Covid-19 may turn more severe in next two weeks
Bangladesh will experience a more critical Covid-19 situation in the next two or three weeks, health experts warn.
They suggest that the government force people to abide by health protocols and tighten the lockdown to rein in the virus surge.
On the second day of a nationwide lockdown, Bangladesh recorded the highest-ever single-day Covid-19 cases and deaths in continuation of an alarming surge in infections in recent weeks.
Professor Nazrul Islam, noted virologist and member of the National Technical Advisory Committee on Covid-19, told The Business Standard, "The antibodies we have developed over the past year are not effective against the new strain of coronavirus. Infections are on the rise due to new strains."
Amid the alarming spike, demonstrations and public gatherings are taking place. Infections are now on the rise, which may take a turn for the worse in the next 20 to 21 days.
Expressing the same concern, Dr Nusrat Sultana, assistant professor at the Department of Virology of Dhaka Medical College Hospital, said, "As far as we can predict, it seems that the way infections are increasing now will continue to rise in another two to three weeks.
"We will come to know a rise in infections in a few days as a result of huge gatherings during the medical admission test. We now also see different types of movements, which will also contribute to the Covid transmission. If infections increase in the next few weeks, so will the number of deaths."

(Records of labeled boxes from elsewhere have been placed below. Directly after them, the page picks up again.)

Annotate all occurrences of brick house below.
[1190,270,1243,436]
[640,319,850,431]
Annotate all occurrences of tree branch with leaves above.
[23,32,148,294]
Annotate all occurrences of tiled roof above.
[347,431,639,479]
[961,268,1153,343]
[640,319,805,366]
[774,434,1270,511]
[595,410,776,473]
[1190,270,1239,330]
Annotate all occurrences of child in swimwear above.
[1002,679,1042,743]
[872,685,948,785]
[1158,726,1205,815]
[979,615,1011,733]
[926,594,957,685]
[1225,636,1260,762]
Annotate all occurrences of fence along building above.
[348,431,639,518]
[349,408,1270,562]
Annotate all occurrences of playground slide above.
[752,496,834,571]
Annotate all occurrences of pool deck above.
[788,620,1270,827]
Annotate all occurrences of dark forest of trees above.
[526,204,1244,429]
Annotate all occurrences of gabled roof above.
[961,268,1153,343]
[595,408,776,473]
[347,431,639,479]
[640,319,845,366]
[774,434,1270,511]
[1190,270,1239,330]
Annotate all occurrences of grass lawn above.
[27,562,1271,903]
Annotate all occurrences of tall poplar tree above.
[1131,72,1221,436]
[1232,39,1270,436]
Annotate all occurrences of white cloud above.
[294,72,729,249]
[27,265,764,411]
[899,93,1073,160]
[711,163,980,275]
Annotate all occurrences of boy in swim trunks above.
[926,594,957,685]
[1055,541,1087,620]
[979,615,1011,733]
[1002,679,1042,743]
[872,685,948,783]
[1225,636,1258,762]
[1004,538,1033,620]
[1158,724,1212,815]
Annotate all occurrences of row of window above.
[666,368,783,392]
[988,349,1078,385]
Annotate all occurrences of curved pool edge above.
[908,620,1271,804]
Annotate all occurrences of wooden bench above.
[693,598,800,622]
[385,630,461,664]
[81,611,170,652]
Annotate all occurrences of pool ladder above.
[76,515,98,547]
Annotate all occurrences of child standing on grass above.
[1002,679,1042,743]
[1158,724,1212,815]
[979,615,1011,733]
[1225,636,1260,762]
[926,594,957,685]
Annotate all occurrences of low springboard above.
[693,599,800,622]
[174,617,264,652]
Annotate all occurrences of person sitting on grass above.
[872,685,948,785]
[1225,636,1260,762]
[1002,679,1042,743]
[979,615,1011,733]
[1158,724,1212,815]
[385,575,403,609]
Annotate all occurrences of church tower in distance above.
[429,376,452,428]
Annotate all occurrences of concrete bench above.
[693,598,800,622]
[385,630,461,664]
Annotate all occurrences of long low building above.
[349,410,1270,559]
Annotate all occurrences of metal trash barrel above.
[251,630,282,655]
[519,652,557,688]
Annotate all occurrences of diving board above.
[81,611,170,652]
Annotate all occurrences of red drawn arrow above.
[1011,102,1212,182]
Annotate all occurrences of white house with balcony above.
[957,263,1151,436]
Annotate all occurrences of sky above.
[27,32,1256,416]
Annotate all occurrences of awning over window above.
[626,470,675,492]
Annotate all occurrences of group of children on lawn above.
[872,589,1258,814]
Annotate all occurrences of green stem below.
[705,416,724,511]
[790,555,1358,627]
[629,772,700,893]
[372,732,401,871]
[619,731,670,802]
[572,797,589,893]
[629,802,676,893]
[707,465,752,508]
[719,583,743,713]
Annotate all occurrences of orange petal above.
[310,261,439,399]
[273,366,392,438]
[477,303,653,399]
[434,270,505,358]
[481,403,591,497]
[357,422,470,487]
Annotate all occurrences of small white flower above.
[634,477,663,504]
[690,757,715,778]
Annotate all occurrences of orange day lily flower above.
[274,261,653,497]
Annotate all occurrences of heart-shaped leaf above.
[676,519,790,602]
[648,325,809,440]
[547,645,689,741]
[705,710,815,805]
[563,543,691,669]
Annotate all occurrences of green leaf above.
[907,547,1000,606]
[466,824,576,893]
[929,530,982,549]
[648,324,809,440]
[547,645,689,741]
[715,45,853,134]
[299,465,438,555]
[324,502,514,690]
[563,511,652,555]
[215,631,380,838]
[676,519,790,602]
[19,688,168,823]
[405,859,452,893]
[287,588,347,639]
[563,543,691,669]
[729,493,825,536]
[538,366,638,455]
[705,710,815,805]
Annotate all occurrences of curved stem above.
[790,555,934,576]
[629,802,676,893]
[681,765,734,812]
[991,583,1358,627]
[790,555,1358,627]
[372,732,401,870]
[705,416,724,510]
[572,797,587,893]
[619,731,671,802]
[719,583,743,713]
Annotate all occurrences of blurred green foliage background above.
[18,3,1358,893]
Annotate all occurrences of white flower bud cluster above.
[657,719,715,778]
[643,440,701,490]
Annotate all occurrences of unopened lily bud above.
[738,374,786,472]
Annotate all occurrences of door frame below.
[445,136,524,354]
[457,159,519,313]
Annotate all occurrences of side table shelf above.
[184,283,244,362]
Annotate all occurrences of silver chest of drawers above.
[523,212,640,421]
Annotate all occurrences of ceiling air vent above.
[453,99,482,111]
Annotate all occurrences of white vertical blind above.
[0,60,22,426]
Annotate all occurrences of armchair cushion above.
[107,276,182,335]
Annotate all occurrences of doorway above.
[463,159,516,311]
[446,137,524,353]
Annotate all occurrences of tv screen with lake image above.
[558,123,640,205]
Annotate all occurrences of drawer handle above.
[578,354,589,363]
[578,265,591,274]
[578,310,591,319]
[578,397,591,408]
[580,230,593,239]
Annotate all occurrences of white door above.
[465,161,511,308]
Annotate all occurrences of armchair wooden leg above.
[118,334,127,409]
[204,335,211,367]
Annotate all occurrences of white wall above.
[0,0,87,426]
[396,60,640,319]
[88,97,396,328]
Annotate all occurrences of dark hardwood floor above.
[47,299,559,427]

Emphasising wearing a mask to prevent infections, Dr Nusrat told The Business Standard, "Only wearing a mask can prevent 50% of infections. My observations are that the people who contract the virus even after complying with health guidelines, like wearing masks, show mild symptoms. They do not need oxygen. That is why it is necessary to wear a mask even if social distancing cannot be maintained."
In the past 24 hours till 8am on Tuesday, 7,213 new Covid-19 cases and 66 more deaths from the virus were reported in Bangladesh, according to the Directorate General of Health Services (DGHS).
The previous single-day highest deaths were 64 on 30 June. On Sunday, Bangladesh recorded 7,087 cases, which was the highest in a single day since the onset of coronavirus infection in the country.
The new cases took the total Covid-19 caseload to 6,51,652 with an infection rate of 21.2%. Meanwhile, the death tally has reached 9,384.
The highest 34,311 samples were tested in 237 labs across the country in the past 24 hours.
India's Covid positive cases are also rising. Indian experts have expressed fears over a serious spike in the next few weeks.
India's fight against Covid-19 over the next four weeks will be "very, very critical" as it faces a faster second surge in infections, senior government health official Vinod Kumar Paul said on Tuesday.
India's daily infections passed the 1,00,000 mark for the first time on Monday, data from the health ministry showed. It recorded 96,982 new cases on Tuesday.
Lockdown is underway in the country to stem infections. But experts think that the lockdown is not being observed scientifically in Bangladesh.
Professor Muzaherul Haque, a former adviser to the World Health Organisation, told The Business Standard that the seven-day lockdown enforced by the government does not match with the principle and definition of a lockdown.
"It is an unscientific, unplanned and half-hearted lockdown. It will not help the nation get success in containing the virus transmission," he said.
Professor Muzaherul Haque said lockdown is a scientific method to prevent coronavirus infection. It means everything except hospitals, drug stores, and ambulances will be closed. And, small vegetable or fish shops will be allowed to remain open for an hour or two.
"But that is not happening in our country. The restrictions have been imposed keeping everything open. Neither the government nor the people will benefit," he added.
Public health expert Dr Lenin Chowdhury, chairman of the Health and Hope Hospital, said a complete lockdown should be enforced for at least 14 days to slow down the virus transmission.
"Two weeks is an incubation period for coronavirus in human bodies. So, the virus transmission cycle cannot be broken with a seven-day lockdown," he said.
Health Minister Zahid Maleque on Tuesday said infections and deaths can go out of control if the government's guidelines to deal with the pandemic are not followed.
The minister said now work is going on in all parts of the country, including the capital, as per the government's instructions to prevent the pandemic. But people are demonstrating in some places in the country to lift the lockdown. The government has enforced the lockdown as it is urgent at this moment.
If these guidelines are now not followed, both infections and deaths might go out of control in the future, the minister also said adding, "No matter how many beds we increase in hospitals, nothing will work in reining Covid-19 if people do not abide by the hygiene rules."